The cells were built in 1938 for the republican forces fighting General Franco's Fascist Nationalist army, who eventually won power, historian Jose Milicua told the Spanish newspaper El Pais.
Milicua told the paper he had found court papers from the 1939 trial of French anarchist Alphonse Laurencic, a republican, by a Franco-ist military court.
During the trial Laurencic revealed he was inspired by modern artists, such as surrealist Salvador Dali and Bauhaus artist Wassily Kandinsky, to create the torture cells, said Milicua.
Lighting effects
Laurencic told the court the cells, in Barcelona, featured sloping beds at a 20-degree angle that were almost impossible to sleep on.
They also had irregularly shaped bricks on the floor that prevented prisoners from walking backwards or forwards, the trial papers said.
The walls in the 6ftx3ft cells were covered in surrealist patterns designed to make prisoners distressed and confused, the report continued, and lighting effects were used to make the artwork even more dizzying.
Some of them had a stone seat designed to make occupants instantly slide to the floor, while other cells were painted in tar and became stiflingly hot in the summer, said Laurencic.

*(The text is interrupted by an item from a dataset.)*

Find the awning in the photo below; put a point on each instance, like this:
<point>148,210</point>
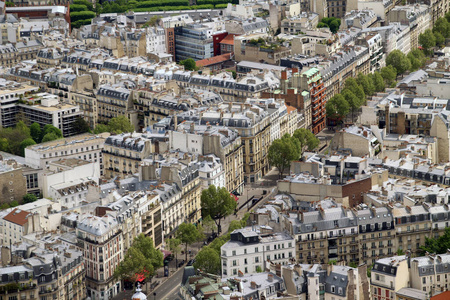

Laurencic told the court the cells were built after he heard reports of similar structures being built elsewhere in Spain.
Cut eyeball
The cells were reportedly hidden from journalists who visited the Republicans' jails in Barcelona's Vallmajor and Saragossa streets.
Milicua said there was also evidence that Nationalist prisoners in Murcia were forced to watch Salvador Dali and Luis Bunuel's film Un Chien Andalou.
The surrealist movie features a graphic sequence of an eyeball being cut open.
Modern art had been criticised as being "degenerative" by the Nazi regime, the backers of General Franco.